This month alone we have had 2 customers that I know of, hacked because they had simple passwords and had not implemented our recommendations. Luckily we recovered everything within a few hours for both of these customers. These breaches should never have happened and would never have happened if complicated passwords were in use.
In the last month, we were asked to investigate a hack from a building company that was not a client. They had their email account hacked, and the hackers sent change of banking details to a client of that building company. Twenty-five thousand dollars was paid into the wrong account and was never seen again.
These are real stories from real Western Australian businesses. There are thousands more. Security is a pain. Locking your car and house is a pain, but you do that. If you are logging onto any system with a password that does not at least meet the following requirements, that system is at risk.
- Eight characters
- Mix of capital letter and lower case letters
- Non-alphanumeric characters (special characters) (for example, !, $, #, %)
- No words
I suggest you think of a sentence and make a password from that.
‘The cat sat on the mat’ creates a password of Tc50tMAT*%
S can be replaced by 5
O is replaced by 0
E can be replaced by 3
I can be replaced by 1
I would also recommend using two-factor authentication where ever possible.

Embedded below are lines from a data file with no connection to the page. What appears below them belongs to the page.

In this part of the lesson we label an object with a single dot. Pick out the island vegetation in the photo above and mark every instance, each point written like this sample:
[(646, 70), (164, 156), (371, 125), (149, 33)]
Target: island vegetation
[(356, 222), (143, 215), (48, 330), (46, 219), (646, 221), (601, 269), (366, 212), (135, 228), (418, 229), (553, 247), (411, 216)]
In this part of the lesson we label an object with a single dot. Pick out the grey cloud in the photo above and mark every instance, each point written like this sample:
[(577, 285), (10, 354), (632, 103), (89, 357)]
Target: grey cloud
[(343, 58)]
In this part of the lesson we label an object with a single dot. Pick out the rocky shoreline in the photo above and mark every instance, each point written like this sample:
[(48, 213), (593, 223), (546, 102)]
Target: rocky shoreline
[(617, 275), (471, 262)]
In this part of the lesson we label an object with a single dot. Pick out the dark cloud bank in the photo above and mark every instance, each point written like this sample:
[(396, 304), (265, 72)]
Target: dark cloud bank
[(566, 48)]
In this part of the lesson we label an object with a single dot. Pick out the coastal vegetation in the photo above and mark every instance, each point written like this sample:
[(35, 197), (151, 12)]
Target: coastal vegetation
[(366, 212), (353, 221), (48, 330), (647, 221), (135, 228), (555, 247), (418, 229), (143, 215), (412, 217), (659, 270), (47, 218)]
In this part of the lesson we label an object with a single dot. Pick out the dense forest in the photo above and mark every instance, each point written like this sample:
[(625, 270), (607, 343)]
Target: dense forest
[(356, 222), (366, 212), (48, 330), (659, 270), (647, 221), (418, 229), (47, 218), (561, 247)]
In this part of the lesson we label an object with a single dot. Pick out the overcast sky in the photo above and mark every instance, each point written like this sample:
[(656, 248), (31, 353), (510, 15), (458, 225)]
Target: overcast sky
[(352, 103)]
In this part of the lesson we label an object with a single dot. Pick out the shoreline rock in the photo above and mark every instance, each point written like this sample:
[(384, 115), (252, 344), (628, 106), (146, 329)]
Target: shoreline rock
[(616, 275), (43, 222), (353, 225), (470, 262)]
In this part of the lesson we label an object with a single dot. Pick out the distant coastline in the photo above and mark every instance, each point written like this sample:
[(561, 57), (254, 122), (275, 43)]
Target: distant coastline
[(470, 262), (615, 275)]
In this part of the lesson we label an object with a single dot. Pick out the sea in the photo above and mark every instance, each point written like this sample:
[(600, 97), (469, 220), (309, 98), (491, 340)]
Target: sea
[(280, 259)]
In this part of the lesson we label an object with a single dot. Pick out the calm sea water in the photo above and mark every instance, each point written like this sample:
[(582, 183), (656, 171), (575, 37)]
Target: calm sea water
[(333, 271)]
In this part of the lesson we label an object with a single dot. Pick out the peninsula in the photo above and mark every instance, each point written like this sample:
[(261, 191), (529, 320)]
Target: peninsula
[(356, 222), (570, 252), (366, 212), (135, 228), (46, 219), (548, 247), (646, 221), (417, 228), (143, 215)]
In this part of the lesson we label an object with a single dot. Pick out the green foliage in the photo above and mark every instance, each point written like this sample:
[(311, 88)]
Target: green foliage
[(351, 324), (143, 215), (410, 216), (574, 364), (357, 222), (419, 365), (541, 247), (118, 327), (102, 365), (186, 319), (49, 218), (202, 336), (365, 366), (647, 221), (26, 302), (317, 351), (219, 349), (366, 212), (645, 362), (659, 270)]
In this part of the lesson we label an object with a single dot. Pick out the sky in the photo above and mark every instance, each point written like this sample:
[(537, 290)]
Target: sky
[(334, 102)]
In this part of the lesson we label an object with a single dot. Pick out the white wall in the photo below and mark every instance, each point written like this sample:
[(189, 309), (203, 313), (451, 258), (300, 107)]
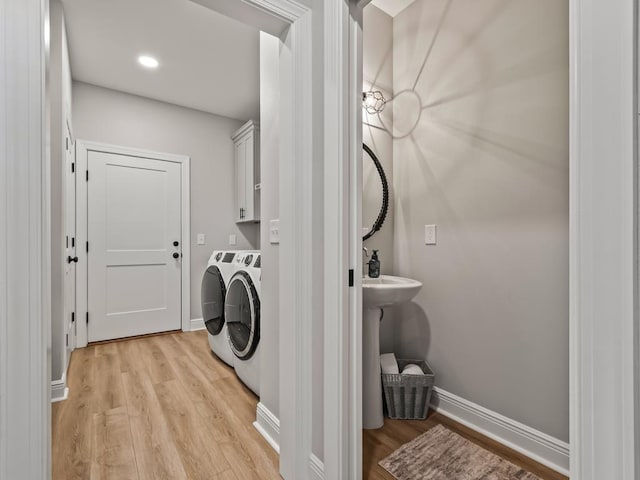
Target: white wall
[(108, 116), (488, 163), (270, 210), (60, 90)]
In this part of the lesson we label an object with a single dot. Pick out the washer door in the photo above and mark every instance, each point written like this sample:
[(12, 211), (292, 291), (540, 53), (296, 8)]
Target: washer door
[(242, 314), (212, 298)]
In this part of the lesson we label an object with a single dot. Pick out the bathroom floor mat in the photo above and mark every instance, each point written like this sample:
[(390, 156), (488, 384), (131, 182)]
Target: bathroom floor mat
[(441, 454)]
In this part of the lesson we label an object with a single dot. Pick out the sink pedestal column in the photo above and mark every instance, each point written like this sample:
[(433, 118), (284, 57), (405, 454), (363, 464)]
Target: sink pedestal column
[(372, 416)]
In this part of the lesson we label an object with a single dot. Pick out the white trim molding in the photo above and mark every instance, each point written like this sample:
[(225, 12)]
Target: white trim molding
[(316, 468), (603, 327), (59, 389), (268, 425), (534, 444), (196, 324), (342, 241)]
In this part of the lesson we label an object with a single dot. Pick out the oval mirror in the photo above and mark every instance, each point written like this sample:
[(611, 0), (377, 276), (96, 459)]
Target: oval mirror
[(375, 193)]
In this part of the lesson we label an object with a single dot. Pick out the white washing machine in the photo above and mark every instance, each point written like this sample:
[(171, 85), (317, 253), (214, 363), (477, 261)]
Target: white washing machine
[(242, 314), (215, 280)]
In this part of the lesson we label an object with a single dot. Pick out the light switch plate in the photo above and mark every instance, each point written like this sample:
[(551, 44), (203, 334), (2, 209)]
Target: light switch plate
[(430, 235), (274, 231)]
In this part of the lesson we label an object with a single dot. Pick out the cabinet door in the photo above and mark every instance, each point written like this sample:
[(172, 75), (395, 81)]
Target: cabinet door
[(249, 178), (241, 176)]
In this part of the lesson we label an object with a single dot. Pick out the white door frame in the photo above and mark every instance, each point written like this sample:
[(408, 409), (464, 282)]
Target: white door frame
[(83, 147), (604, 244), (25, 242), (603, 199)]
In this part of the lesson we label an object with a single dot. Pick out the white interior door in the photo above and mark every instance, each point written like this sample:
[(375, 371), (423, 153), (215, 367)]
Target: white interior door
[(69, 288), (134, 235)]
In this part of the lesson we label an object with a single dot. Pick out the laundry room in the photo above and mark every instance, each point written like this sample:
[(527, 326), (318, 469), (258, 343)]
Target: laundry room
[(164, 164)]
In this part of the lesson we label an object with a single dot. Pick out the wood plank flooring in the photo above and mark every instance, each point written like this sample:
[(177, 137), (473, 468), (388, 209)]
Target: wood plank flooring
[(164, 407), (155, 408), (377, 444)]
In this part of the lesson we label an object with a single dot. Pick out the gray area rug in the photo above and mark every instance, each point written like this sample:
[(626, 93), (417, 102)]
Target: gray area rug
[(441, 454)]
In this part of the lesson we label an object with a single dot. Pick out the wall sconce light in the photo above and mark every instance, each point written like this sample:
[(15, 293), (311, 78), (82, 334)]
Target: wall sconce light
[(373, 101)]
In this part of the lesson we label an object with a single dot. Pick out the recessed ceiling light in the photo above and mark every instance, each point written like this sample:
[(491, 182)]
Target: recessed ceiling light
[(147, 61)]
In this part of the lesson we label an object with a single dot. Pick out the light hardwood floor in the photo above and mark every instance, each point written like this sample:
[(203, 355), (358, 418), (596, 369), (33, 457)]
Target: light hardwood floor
[(377, 444), (159, 407), (164, 407)]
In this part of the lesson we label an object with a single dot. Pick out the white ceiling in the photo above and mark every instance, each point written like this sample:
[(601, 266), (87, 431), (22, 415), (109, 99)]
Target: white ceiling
[(207, 61), (392, 7)]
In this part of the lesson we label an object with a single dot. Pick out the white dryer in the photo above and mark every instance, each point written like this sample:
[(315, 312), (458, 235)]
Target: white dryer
[(220, 268), (242, 314)]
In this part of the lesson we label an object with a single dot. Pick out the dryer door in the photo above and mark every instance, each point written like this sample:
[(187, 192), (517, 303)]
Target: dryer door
[(212, 298), (242, 314)]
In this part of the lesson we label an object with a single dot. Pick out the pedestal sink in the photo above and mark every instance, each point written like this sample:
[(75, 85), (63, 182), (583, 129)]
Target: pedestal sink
[(378, 293)]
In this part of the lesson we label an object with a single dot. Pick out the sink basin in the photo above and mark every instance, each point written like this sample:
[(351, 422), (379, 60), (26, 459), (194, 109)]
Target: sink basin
[(378, 293), (388, 290)]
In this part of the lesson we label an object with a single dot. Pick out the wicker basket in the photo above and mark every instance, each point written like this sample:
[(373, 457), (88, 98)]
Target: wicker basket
[(408, 396)]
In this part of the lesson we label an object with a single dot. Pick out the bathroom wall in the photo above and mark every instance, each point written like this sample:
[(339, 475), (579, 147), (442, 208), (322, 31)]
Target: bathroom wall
[(377, 74), (481, 151), (377, 53), (107, 116)]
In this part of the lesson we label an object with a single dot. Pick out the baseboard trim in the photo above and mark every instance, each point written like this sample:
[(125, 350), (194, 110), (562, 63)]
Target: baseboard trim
[(197, 324), (59, 389), (268, 425), (316, 468), (536, 445)]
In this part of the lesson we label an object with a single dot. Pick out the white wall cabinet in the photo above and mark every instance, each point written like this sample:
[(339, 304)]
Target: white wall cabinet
[(247, 172)]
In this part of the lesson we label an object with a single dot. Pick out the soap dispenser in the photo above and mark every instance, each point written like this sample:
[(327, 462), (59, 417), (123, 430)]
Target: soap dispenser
[(374, 265)]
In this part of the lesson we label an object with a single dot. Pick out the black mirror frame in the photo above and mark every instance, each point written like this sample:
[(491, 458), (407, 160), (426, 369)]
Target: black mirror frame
[(385, 194)]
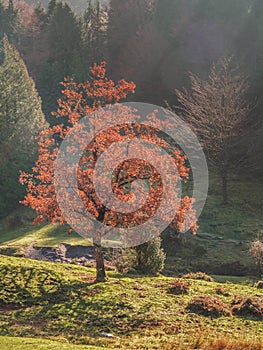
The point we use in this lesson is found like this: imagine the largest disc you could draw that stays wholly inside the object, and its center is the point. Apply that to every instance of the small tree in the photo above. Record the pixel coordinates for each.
(78, 101)
(21, 119)
(216, 109)
(256, 252)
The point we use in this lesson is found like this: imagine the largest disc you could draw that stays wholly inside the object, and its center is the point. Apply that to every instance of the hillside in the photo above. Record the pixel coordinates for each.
(60, 302)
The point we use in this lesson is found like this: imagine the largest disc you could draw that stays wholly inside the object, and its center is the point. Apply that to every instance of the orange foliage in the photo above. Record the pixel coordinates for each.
(79, 100)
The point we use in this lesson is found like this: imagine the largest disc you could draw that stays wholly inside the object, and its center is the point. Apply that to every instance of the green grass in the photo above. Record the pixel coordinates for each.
(45, 235)
(138, 310)
(12, 343)
(241, 219)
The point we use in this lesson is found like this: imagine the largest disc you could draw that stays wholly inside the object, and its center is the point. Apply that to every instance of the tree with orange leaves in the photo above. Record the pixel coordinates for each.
(78, 101)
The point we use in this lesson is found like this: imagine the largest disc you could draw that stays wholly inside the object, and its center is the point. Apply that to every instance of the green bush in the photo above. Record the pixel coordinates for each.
(150, 257)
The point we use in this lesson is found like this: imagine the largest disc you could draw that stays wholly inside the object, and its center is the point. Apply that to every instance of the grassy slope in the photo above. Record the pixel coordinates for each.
(11, 343)
(55, 301)
(240, 220)
(237, 224)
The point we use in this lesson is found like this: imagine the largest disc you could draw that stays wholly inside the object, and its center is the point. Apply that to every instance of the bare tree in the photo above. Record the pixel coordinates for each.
(217, 111)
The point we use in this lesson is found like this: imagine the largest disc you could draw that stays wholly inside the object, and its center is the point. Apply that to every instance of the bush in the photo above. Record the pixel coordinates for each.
(199, 276)
(225, 344)
(256, 252)
(179, 287)
(209, 306)
(122, 259)
(251, 306)
(222, 291)
(150, 257)
(259, 285)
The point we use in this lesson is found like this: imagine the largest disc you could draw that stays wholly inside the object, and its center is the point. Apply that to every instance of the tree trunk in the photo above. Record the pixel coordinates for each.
(225, 188)
(100, 267)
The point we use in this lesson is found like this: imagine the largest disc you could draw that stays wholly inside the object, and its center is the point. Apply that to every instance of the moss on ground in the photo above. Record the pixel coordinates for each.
(136, 309)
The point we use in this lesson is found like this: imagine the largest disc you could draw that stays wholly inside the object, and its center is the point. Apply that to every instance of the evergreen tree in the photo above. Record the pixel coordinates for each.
(21, 119)
(94, 32)
(62, 41)
(8, 20)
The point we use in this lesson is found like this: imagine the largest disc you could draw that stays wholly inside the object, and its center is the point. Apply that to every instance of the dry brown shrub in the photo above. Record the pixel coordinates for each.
(209, 306)
(179, 287)
(251, 307)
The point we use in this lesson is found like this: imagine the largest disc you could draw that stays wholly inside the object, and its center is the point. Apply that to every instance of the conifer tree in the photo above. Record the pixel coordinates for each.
(21, 119)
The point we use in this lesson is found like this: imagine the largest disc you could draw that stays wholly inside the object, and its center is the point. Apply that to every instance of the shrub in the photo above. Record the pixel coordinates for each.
(209, 306)
(259, 285)
(199, 276)
(222, 291)
(225, 344)
(122, 259)
(179, 287)
(150, 257)
(251, 306)
(256, 252)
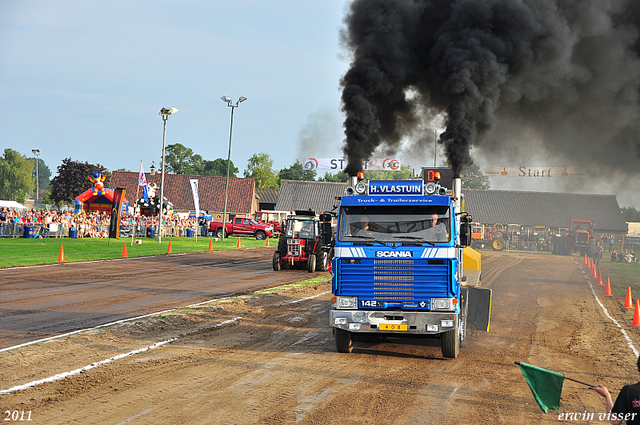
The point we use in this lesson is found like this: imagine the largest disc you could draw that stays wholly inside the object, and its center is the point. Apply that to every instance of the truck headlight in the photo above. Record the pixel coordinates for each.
(442, 304)
(346, 303)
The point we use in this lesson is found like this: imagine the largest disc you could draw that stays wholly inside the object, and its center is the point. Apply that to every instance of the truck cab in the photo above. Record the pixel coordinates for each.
(397, 264)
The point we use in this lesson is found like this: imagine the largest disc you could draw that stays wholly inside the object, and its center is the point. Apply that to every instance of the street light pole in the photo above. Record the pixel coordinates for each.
(227, 100)
(165, 112)
(36, 152)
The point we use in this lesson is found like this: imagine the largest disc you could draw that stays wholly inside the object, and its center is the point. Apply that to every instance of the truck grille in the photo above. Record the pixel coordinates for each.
(398, 281)
(293, 247)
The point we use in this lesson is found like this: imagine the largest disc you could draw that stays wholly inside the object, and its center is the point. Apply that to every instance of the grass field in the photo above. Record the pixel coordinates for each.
(22, 252)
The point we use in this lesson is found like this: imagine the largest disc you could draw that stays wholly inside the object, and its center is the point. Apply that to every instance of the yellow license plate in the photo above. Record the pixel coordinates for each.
(391, 327)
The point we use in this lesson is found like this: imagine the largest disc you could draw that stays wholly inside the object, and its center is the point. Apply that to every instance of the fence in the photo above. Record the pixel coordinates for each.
(38, 230)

Two-factor authentication is an extra layer of security designed to ensure that you're the only person who can access your account, even if someone knows your password. In addition to your password, you’ll also need a code generated by an app on your phone. Many sites you log into now have this feature. Xero and Google are two that I use.
Please also look at the password software Last Pass. This has helped me improve the passwords that I use for all the sites I log into. Please use different passwords for different sites, Last Pass helps with this as well. Last Pass also has two-factor authentication and is a lot safer than your internet browser remembering your passwords.
Good luck and stay safe out there, because while you read this someone was probably trying to hack something of yours.